Both subterranean termites and drywood termites can spread from one house to another.

Drywood termites travel in swarms. And when they leave your neighbor’s home in swarms, they don’t have any reason to ignore your home for starting a new termite colony.

Termites’ ability to spread in multiple homes either from underground or in swarms is one of the ways how termites get into your house. 

What Attracts Drywood Termite Swarms To Your Home

Though the winged drywood termites will invade homes randomly in swarms, light from your home attracts drywood termite swarms.

Light coming out of your home during evening hours will surely draw these termites to your home.

How To Stop Termite Swarms From Invading Your Home

There are certain cheap steps that you can take right now to stop termite swarms from infesting your home. 

These products will save you a fortune in termite treatment and home repair.

Bug Zappers

Bug zappers should be an integral element of your home’s outdoors. A bug zapper emits light but it kills the flying termites that land on them.

Not just flying termites, bug zappers also kill flying ants, mosquitoes, and any flying bug that can invade your home. 

So, it’d be best if you install a bug zapper in your yard and on the patio. 

Mercury Bulbs

Light from bulbs attracts flying termites and many other bugs. 

But there are certain bulbs that don’t. Mercury bulbs are one of them.
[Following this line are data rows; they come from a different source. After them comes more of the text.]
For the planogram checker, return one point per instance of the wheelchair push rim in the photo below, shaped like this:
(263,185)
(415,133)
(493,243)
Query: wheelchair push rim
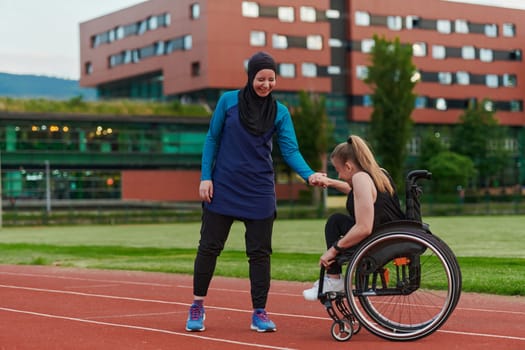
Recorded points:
(389,303)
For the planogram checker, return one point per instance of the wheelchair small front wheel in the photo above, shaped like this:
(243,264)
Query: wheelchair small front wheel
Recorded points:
(342,330)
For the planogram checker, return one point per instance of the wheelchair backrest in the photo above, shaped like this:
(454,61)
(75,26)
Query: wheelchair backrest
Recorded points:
(413,192)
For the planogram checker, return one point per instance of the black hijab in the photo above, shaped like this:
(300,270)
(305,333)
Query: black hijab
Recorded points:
(257,113)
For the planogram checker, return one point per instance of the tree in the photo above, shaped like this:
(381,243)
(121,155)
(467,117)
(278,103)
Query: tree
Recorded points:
(431,145)
(391,77)
(479,137)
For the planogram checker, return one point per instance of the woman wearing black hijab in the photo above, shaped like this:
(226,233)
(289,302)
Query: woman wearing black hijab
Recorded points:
(237,183)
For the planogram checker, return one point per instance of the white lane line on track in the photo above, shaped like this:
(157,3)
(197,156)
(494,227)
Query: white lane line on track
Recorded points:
(85,279)
(105,296)
(156,330)
(224,308)
(138,315)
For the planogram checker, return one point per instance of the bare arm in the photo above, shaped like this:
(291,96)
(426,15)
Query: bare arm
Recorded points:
(325,181)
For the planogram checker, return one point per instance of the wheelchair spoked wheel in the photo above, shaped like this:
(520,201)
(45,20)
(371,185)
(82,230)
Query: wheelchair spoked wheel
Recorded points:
(404,284)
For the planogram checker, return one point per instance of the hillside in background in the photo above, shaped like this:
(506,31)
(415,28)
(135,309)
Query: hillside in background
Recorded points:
(36,86)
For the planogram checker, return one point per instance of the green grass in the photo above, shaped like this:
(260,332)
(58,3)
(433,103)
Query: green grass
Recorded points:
(490,250)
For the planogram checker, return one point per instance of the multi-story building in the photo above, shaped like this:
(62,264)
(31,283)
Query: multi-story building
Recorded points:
(193,50)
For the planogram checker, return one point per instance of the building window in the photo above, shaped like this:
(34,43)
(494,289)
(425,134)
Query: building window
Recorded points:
(152,23)
(195,69)
(463,78)
(445,78)
(332,14)
(362,18)
(443,26)
(195,11)
(287,70)
(419,49)
(166,19)
(509,30)
(88,68)
(188,42)
(412,22)
(515,55)
(516,106)
(307,14)
(335,42)
(441,104)
(159,48)
(314,42)
(333,70)
(143,27)
(492,80)
(119,33)
(461,26)
(488,105)
(509,80)
(486,55)
(367,101)
(468,52)
(127,56)
(285,14)
(491,30)
(367,45)
(421,102)
(438,52)
(257,38)
(135,56)
(361,72)
(279,41)
(309,70)
(250,9)
(394,22)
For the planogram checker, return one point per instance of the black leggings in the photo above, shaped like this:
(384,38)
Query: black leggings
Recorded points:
(336,227)
(258,239)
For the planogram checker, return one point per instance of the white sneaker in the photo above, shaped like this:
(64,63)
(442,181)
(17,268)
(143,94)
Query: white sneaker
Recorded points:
(329,285)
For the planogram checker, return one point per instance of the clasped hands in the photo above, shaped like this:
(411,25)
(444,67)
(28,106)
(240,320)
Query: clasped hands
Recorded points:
(318,179)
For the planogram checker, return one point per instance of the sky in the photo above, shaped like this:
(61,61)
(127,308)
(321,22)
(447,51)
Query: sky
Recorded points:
(42,36)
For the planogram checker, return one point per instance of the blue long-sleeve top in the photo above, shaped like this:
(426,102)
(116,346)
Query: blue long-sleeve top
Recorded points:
(240,163)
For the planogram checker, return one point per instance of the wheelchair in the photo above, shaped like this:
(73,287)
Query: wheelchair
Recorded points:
(401,283)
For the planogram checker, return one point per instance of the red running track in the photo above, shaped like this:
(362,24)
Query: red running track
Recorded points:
(61,308)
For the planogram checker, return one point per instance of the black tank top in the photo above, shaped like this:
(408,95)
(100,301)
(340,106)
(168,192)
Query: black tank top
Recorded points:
(386,207)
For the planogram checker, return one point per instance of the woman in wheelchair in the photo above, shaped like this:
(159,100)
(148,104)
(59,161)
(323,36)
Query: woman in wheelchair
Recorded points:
(372,200)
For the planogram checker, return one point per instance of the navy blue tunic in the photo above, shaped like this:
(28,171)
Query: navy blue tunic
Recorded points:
(240,163)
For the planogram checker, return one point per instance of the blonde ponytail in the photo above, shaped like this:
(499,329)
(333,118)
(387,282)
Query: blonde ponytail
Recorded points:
(355,149)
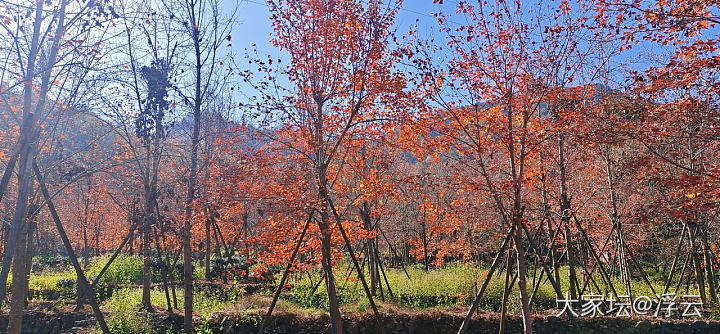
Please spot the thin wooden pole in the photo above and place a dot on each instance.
(89, 292)
(285, 275)
(338, 222)
(675, 258)
(468, 316)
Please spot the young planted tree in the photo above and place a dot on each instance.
(340, 69)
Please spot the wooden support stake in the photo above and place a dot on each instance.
(89, 292)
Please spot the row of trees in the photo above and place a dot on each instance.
(537, 129)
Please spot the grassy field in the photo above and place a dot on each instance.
(450, 288)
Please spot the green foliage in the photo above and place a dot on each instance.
(125, 269)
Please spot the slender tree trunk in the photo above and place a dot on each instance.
(697, 263)
(207, 249)
(335, 320)
(19, 285)
(27, 147)
(522, 277)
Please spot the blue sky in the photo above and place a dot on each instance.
(253, 21)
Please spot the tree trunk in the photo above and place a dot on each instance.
(335, 320)
(21, 277)
(522, 277)
(208, 249)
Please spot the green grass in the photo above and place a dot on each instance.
(452, 285)
(443, 288)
Installing these bulbs near windows, doors, patio, near swimming pools, and in the garage will significantly reduce the chances of any winged termites flying into your home.

Window Screens

Window screens are a great addition to your windows to stop any type of flying bugs entering your home.

They’re really worth their money after rains when many flying bugs become active. 

Install window screens with fine mesh on the windows of your kitchen, bathroom, and on the windows that are facing your yard. 

That’ll stop the termite swarms from flying into your home.

How To Get Rid Of Drywood Termites?

Termites, especially drywood termites are hard to get rid of. They’re tough to kill

The truth is most DIY ways fail to secure your home from a termite infestation.

Given the fact that drywood termites are hard to spot and places of infestation are hard to locate, the likelihood of any DIY ways will work on them, is zero.

So, to get rid of drywood termites always take professional help.